I found that my two trips with a guide was all it took to "perfect" my calling. Hearing / seeing it done is a great way to speed up the learning curve.


----------



## Fishbum2 (Jan 15, 2005)

You may want to check out Midwest Turkey Supply on the web. They have several good CDs/DVD/Videos on the topic. I got one from Ray Eye and Woodhaven calls to listen too. I also got the Turkey Hunting Strategies book by Ray Eye. They are loaded with information. Also, check out the NWTF website. They have some calling info with audio.
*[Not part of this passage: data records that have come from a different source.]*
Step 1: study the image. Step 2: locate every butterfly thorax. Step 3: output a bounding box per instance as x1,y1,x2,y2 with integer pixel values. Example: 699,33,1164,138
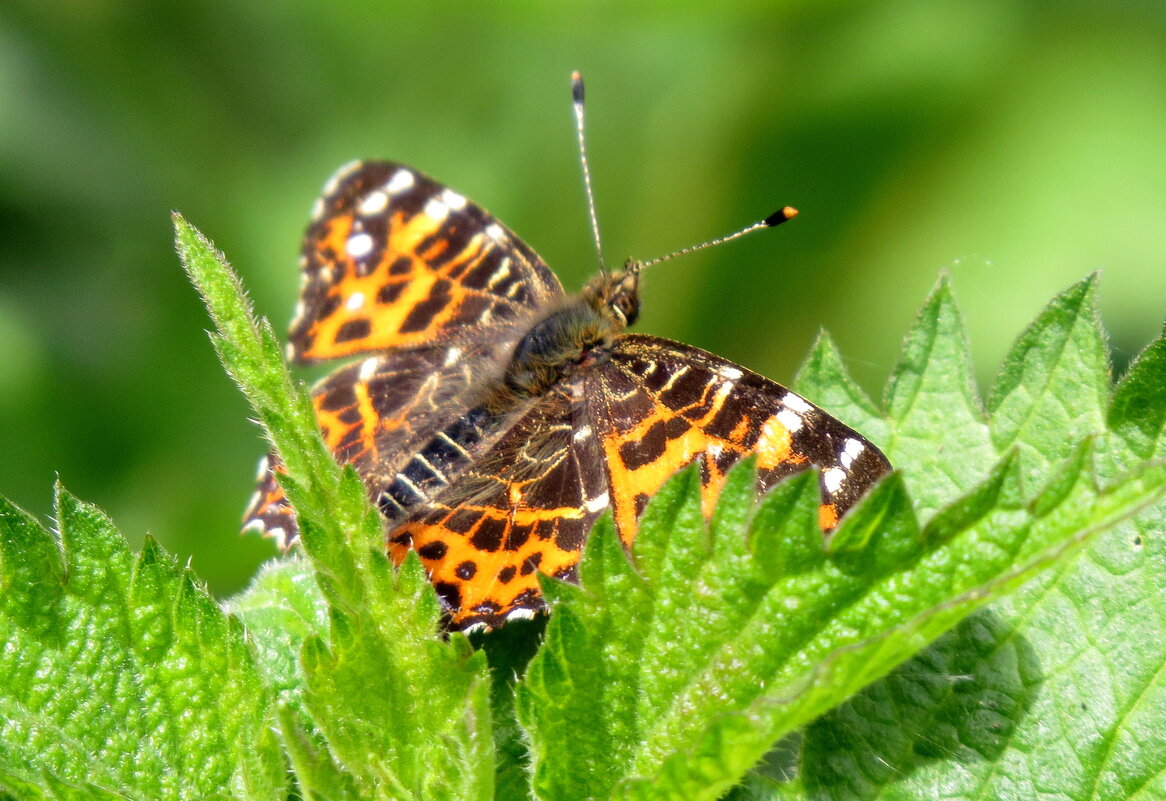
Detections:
498,270,640,403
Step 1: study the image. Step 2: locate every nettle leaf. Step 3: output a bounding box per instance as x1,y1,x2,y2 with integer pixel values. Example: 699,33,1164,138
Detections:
518,448,1166,800
0,487,287,801
885,276,998,520
751,279,1166,800
518,280,1166,800
175,216,494,800
988,274,1109,492
169,209,1166,801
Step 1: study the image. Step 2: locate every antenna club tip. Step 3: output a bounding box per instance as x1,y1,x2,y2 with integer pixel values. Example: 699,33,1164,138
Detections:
761,206,798,229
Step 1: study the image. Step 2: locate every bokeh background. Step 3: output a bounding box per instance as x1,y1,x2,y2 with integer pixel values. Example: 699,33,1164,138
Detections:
0,0,1166,593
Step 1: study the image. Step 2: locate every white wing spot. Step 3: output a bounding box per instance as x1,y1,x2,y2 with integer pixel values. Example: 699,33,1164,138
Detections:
838,437,866,470
426,197,449,223
344,233,372,259
583,492,610,514
773,409,802,434
441,189,465,211
359,356,380,381
385,169,414,195
486,255,510,289
324,159,361,195
357,189,388,217
781,392,814,414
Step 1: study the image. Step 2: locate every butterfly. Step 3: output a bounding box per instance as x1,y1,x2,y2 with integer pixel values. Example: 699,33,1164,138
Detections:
245,87,891,630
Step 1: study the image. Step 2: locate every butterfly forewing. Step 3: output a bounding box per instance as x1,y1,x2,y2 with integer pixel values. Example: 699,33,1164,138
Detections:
289,161,562,361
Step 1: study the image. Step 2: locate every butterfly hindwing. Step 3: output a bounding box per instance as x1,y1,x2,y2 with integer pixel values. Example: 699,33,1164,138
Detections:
389,387,607,628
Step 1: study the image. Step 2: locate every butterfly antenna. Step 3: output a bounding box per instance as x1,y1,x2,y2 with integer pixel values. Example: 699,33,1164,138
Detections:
627,206,798,273
571,70,607,273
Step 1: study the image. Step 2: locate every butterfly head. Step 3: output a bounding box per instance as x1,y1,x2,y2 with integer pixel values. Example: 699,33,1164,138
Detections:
583,261,640,330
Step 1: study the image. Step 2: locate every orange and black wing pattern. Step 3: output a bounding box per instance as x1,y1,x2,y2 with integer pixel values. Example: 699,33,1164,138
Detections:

I got second week of the early season....can't wait to get out there!!


----------



## panfishpuller (Dec 29, 2005)

You should try a wingbone they make natural sounds that you could not belive and lots of gobblers cant resist the great sounds of them. Click on the link in my signiture to learn more about them.-Mike


----------



## mwakely (Jan 7, 2004)

I will sometimes call and then move back away from the Tom's! Sometimes it will bring em to ya! Other times it won't but it's worth a try and it will at times Work!


----------



## herefishy (Feb 23, 2006)

thanks for all the info. just found out this weekend that there are quite a few guys hunting the section in the earlier seasons. my guess is they are educating the birds then throw in the fact that i'm a novice hunting in may adds to the dilema. all i know is i'm determined not to shoot a jake this year! I know there are different calls such as purring, yelping, clucking, and i think i can immitate them, i'm just not using them in the correct scenerios. i have had toms call back to me as they fade off into the distance. During the spring about 90% of the woods has standing water. will turkeys get hung up if there is a few inches of water between us?


----------



## adam bomb (Feb 27, 2006)

fishy,
water will deture a turkey most of the time in my experiences. but if there are places close by that a tom can get through, they will usually come around it, as long as they dont have to go too far. now, having said that, the first turkey i ever killed came gobbling down an oak ridge and flew across a river 20' wide and then strutted right into the decoys...he was tasty! ...so to say they wont cross water is not totally true, but it will hang em up sometimes IMHO...since your hunting an area with lots of water, lots of scouting will really pay off. find the areas that the turkeys are using to navigate around the wet spots and set up in these locations. remember, its easier to call a turkey if he already wants to go that way.

hey, theres no shame in shooting a jake. it doesnt take anything away from your hunt or the hard work youve put in. some guys are hunters and others are trophy hunters, to each his own. i for one will hunt for a tom until late in the season. although, if things look grim and i get the opportunety at a jake, i let em have it. afterall, i like to eat turkey....im not too proud to shoot a jake. to me thats just like guys that wont shoot a doe because their the big buck hunter. thats just too much ego for me, its hunting man! i go for the experience and a little turkey for the table. dont measure your succsess by a jake or a big tom, thats all im getting at.

good luck to you, i hope you bag that big tom. keep at it,it'll happen.


----------